Affaire Adama Siguiré : Les avocats de la défense demande la nullité de l’acte de citation

Le lundi 04 mars 2024, le dossier ministère public contre Adama Amadé Siguiré, écrivain et philosophe, poursuivi pour diffamation contre la Confédération générale du travail du Burkina (CGT-B), représenté par son Secrétaire général Amadou Dicko, s’est poursuivi. Le procès s’est tenu au tribunal de grande instance Ouaga 1.

Notons que le dossier a été renvoyé à ce jour à la demande du tribunal pour délibérer sur une question de la défense.

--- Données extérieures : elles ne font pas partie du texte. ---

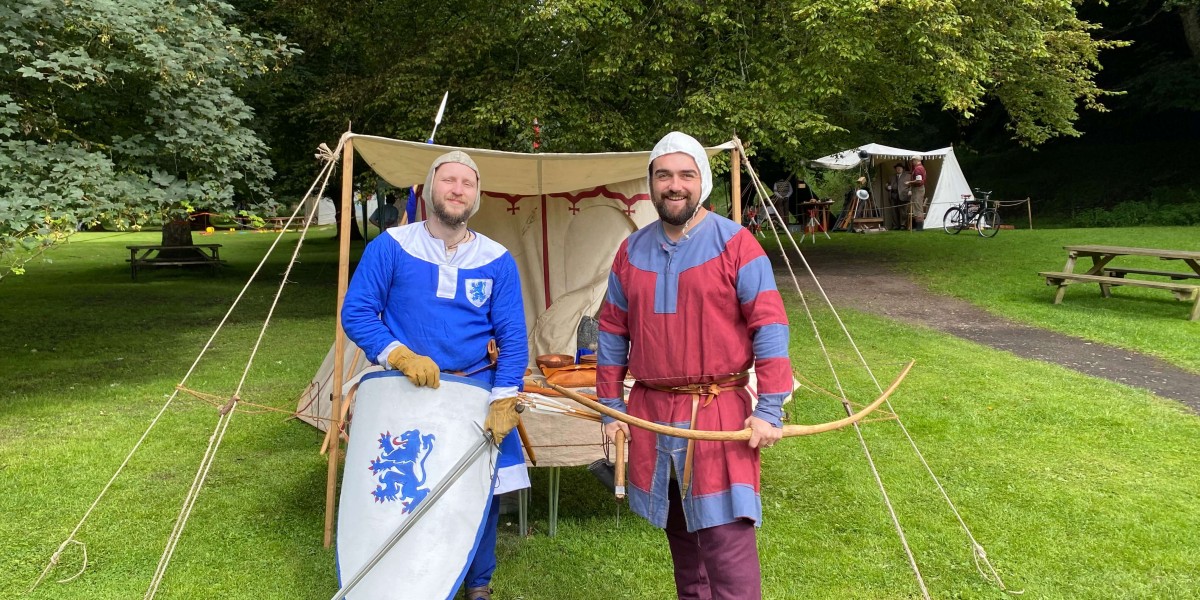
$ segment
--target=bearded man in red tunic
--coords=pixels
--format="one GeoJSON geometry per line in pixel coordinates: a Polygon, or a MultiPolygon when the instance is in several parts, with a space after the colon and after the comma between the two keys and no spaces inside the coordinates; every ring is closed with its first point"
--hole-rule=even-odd
{"type": "Polygon", "coordinates": [[[787,314],[770,260],[745,228],[708,211],[708,155],[671,132],[654,146],[659,221],[617,251],[600,310],[596,391],[610,408],[674,427],[738,431],[689,442],[605,418],[629,436],[630,508],[666,530],[680,599],[758,599],[760,452],[782,437],[792,391],[787,314]],[[754,367],[757,394],[748,388],[754,367]],[[626,373],[636,378],[623,397],[626,373]]]}

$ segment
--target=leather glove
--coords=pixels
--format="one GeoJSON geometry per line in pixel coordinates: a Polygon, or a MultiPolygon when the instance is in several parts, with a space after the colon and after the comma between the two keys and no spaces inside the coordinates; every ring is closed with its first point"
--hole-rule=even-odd
{"type": "Polygon", "coordinates": [[[492,406],[487,409],[487,418],[484,419],[484,430],[492,432],[492,439],[496,440],[496,445],[500,445],[500,440],[512,431],[512,427],[517,426],[517,421],[520,420],[521,415],[517,413],[516,396],[499,398],[492,402],[492,406]]]}
{"type": "Polygon", "coordinates": [[[388,364],[408,376],[408,380],[413,382],[413,385],[437,388],[442,384],[442,371],[438,368],[438,364],[428,356],[416,354],[404,344],[400,344],[388,354],[388,364]]]}

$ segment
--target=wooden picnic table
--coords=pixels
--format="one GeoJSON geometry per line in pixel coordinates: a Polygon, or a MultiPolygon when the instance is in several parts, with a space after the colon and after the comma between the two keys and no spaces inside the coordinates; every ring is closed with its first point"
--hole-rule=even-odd
{"type": "Polygon", "coordinates": [[[191,246],[125,246],[130,251],[130,275],[133,281],[138,281],[138,269],[144,266],[211,266],[216,274],[217,268],[224,264],[221,259],[220,244],[193,244],[191,246]],[[163,257],[163,251],[168,256],[163,257]],[[175,252],[178,251],[178,252],[175,252]]]}
{"type": "Polygon", "coordinates": [[[1190,283],[1190,280],[1200,280],[1200,251],[1190,250],[1165,250],[1165,248],[1135,248],[1126,246],[1063,246],[1067,251],[1067,264],[1062,271],[1043,271],[1038,275],[1045,277],[1046,286],[1058,286],[1054,304],[1062,304],[1063,294],[1070,283],[1098,283],[1100,295],[1109,298],[1111,288],[1117,286],[1132,286],[1152,289],[1165,289],[1175,294],[1178,300],[1192,301],[1189,320],[1200,319],[1200,283],[1190,283]],[[1079,258],[1091,258],[1091,266],[1082,272],[1075,271],[1075,263],[1079,258]],[[1153,257],[1162,260],[1181,260],[1190,269],[1187,270],[1163,270],[1144,269],[1139,266],[1110,266],[1110,263],[1120,257],[1153,257]],[[1126,275],[1150,275],[1166,277],[1170,281],[1129,278],[1126,275]]]}

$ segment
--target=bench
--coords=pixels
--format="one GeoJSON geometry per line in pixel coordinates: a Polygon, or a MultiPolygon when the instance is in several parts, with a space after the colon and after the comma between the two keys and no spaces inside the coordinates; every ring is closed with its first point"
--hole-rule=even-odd
{"type": "MultiPolygon", "coordinates": [[[[1136,272],[1136,271],[1128,270],[1127,272],[1136,272]]],[[[1128,280],[1126,277],[1111,277],[1108,275],[1087,275],[1082,272],[1042,271],[1038,275],[1045,277],[1046,286],[1058,286],[1058,294],[1055,295],[1054,304],[1062,302],[1063,292],[1072,281],[1085,282],[1085,283],[1099,283],[1100,295],[1104,298],[1110,296],[1109,288],[1111,287],[1133,286],[1139,288],[1165,289],[1175,294],[1176,300],[1190,300],[1194,304],[1192,306],[1192,313],[1188,316],[1188,320],[1200,319],[1200,284],[1180,283],[1176,281],[1128,280]]]]}
{"type": "Polygon", "coordinates": [[[221,259],[220,244],[191,246],[125,246],[130,251],[130,275],[138,281],[138,269],[145,266],[211,266],[212,274],[226,262],[221,259]],[[161,256],[164,251],[168,256],[161,256]]]}
{"type": "Polygon", "coordinates": [[[1174,280],[1200,280],[1200,275],[1180,271],[1156,271],[1154,269],[1127,269],[1124,266],[1105,266],[1104,274],[1112,277],[1124,277],[1127,274],[1154,275],[1174,280]]]}

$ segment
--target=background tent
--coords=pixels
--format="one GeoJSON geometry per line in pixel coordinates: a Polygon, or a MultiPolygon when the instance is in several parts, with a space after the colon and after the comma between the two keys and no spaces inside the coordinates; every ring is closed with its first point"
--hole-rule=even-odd
{"type": "MultiPolygon", "coordinates": [[[[646,181],[648,151],[522,154],[359,134],[347,134],[347,139],[380,178],[398,188],[422,185],[430,164],[444,152],[470,155],[484,188],[470,228],[503,244],[516,259],[530,360],[540,354],[576,353],[580,319],[598,312],[617,247],[658,218],[646,181]]],[[[708,154],[732,148],[731,142],[709,148],[708,154]]],[[[334,364],[331,348],[296,409],[300,419],[322,430],[331,415],[334,364]]],[[[343,364],[347,392],[356,377],[379,368],[349,341],[343,364]]],[[[600,452],[594,424],[565,416],[526,419],[535,446],[550,446],[539,451],[539,466],[586,464],[600,452]]]]}
{"type": "MultiPolygon", "coordinates": [[[[962,168],[959,167],[959,160],[954,156],[953,146],[919,151],[882,144],[866,144],[823,156],[812,161],[811,164],[826,169],[859,168],[865,170],[870,180],[871,197],[876,200],[877,206],[884,209],[889,205],[887,184],[894,173],[893,167],[896,162],[905,162],[907,168],[908,158],[916,155],[920,155],[925,173],[929,175],[929,182],[925,184],[925,202],[929,203],[925,209],[925,229],[941,229],[946,211],[962,202],[962,194],[972,193],[971,186],[967,185],[967,179],[962,174],[962,168]],[[863,155],[865,158],[862,157],[863,155]]],[[[883,217],[883,226],[888,229],[896,229],[904,224],[901,223],[901,210],[884,209],[883,217]]]]}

En effet, elle avait soulevé l’exception de procédure en dénonçant « l’inscription de faux à titre principal ». Pour elle, les actes de citation à comparaître ont été remis à leur client par un juriste non assermenté, contrairement à un huissier ou un greffier, conformément à la loi. Elle demande donc au tribunal de statuer sur le caractère faux et non légal de l’acte d’assignation de Adama Siguiré. 

Concernant le délibéré, la présidente du tribunal, dès le début de l’audience, a affirmé qu’il n’y a pas lieu de pourvoir à statuer sur la question.

Cette réponse n’a pas été du goût de la défense qui a alors enchaîné avec son argumentaire. 

En effet, pour les avocats de Adama Siguiré, ce sursis s’impose au tribunal. Ils ont expliqué avoir saisi la chambre civile qui est compétente afin qu’elle juge sur l’incident de faux à titre principal. Pour eux, l’acte de saisie est l’acte principal, la base de cette affaire. Donc ils tiennent à ce qu’une décision soit rendue sur la question. 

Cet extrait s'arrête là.